Tomado de elpais.com.co
Hasta que vino el Covid 19. Un año después de muchos amigos cercanos y familiares muertos por esta pandemia y con las unidades de cuidados intensivos de los hospitales a reventar, parece que la gente ya ha cogido conciencia de que esta enfermedad no es un invento del sistema para inocular ninguna forma de sometimiento a través de una vacuna. Y que la mejor forma de evitarla, es quedándose en casa. En Navidad, se sintió una que otra parranda; en Año Nuevo, un poco menos, pero en esta Semana Santa, definitivamente, la gente acató el toque de queda impuesto por las autoridades para detener en algo el creciente contagio de personas.

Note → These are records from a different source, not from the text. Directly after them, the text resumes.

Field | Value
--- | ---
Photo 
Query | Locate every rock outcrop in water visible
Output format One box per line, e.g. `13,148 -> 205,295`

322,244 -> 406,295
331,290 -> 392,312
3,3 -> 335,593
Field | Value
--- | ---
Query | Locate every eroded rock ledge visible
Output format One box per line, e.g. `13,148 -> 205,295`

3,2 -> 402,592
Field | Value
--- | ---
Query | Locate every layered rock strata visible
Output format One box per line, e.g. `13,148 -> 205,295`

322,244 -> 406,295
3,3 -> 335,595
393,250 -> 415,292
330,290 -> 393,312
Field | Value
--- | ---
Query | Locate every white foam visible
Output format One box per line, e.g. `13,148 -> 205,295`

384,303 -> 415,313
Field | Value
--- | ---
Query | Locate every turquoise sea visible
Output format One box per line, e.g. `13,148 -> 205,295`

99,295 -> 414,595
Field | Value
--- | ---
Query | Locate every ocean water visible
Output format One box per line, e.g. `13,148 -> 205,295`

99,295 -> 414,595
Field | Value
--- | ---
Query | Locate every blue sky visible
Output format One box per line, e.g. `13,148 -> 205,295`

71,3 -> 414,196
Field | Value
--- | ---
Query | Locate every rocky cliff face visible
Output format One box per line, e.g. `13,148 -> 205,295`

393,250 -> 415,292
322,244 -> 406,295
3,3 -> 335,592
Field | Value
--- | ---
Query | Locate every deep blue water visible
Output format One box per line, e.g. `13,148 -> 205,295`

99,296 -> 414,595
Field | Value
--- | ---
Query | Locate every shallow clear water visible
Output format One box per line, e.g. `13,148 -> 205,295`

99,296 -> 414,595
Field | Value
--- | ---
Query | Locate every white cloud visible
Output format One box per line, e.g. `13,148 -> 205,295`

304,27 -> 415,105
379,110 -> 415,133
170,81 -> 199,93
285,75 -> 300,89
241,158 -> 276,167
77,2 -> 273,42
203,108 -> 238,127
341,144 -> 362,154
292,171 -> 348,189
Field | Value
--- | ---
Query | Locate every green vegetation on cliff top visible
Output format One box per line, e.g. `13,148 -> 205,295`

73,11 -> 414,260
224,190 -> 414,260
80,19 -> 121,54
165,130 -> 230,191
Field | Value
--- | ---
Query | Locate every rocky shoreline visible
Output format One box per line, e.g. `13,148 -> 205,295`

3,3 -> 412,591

Daba gusto recorrer las calles solitarias de Barranquilla y de municipios vecinos. Las carreteras nacionales, incluso, se veían despejadas, en una época tradicional de tráfico alto. Es que ni siquiera para hacer ejercicios la gente salió a las calles, ni a los parques. La sorpresa mayor frente a esto me la dio el corregimiento La Playa, de Barranquilla, muy cercano al sector residencial donde vivo. En mis caminatas nocturnas de más de una hora, suelo incluir a este pueblo y, cuando voy por sus calles intransitables por la gente atiborrada, me demoro bastante por el zigzag permanente para sacarle el lance a los transeúntes amontonados en los andenes, mientras que la música a todo volumen de potentes equipos de sonido, cuyos dueños parecen competir entre sí para ver cuál se escucha más, me acompaña en esos 40 minutos que me demoro en recorrer sus dos calles principales. Y en cada tres o cinco casas, siempre hay una parranda entre cervezas.

Tomado de eltiempo.com
No obstante, en esta Semana Santa, sus calles parecían sacadas de una película de terror por el silencio y la soledad que imperaban en las noches fantasmales: menos de 20 minutos me eché en los recorridos. Y aún no he podido saber si fue por la facilidad de tránsito o por la rapidez con que caminaba, motivado por el miedo a sus andenes vacíos. Ni un solo equipo de sonido emanó ni una sola canción. Y en una que otra terraza, alguna familia compartía entre sus miembros sanamente, sin una sola cerveza que animara el encuentro, este sí sagrado. Hasta el boulevard donde termino el recorrido, ya en los conjuntos residenciales, otras veces llenos de personas haciendo ejercicios, esta vez, completamente solo: algún joven salía de uno de los conjuntos con su perro, recogía en una bolsa la caca del animal y regresaba otra vez a encuevarse.